Questions on lecture 2

Feature extraction
1.    What are feature extraction, feature construction, and feature selection?

Feature extraction = feature construction + feature selection.
Feature construction means creating new features from the raw data (this includes normalizations, making products of features, using ad hoc algorithms like extracting edges in image processing). Feature selection means reducing the number of features by removing irrelevant or redundant features.
2.    What are the three “ingredients” of a feature selection method?
Defining a criterion of selection (for individual features or feature subsets).  The criterion may be a ranking coefficient that measures the degree of dependance of a feature with the target. It may be the performance of a learning machine.
- Choosing a method of estimation (for instance evaluating the criterion on training examples; in some cases cross-validation should be used).
- Choosing a search strategy.

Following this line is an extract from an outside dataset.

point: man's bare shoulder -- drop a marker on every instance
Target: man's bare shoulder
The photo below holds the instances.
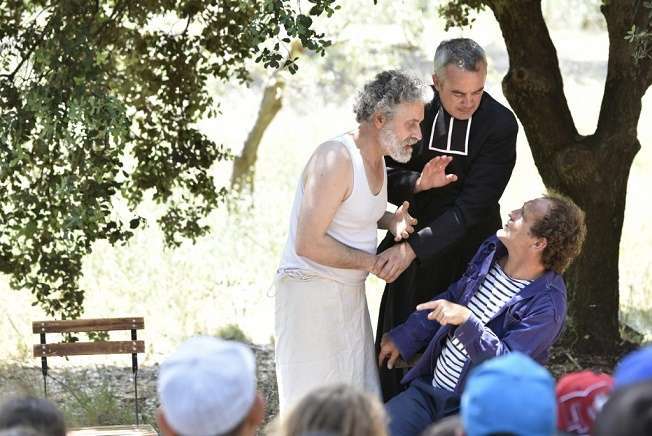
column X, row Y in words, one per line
column 332, row 156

When the number of subsets of features to be assessed is too large to do an exhausive search, the space of feature subsets must be search in a more efficent way.
3.    What are filters/wrappers/embedded methods?
- Filters
use a criterion of selection that does not make use of the learning machine. An example of filter is the use of the Pearson correlation coefficient for feature ranking.
- Wrappers use the learning machine to evaluate the performance of alternative feature subsets. They use a search method to explore the space of possible subsets. The learning machine is considered as a "black box", i.e. no knowledge of the learning algorithm is necessary to apply the method.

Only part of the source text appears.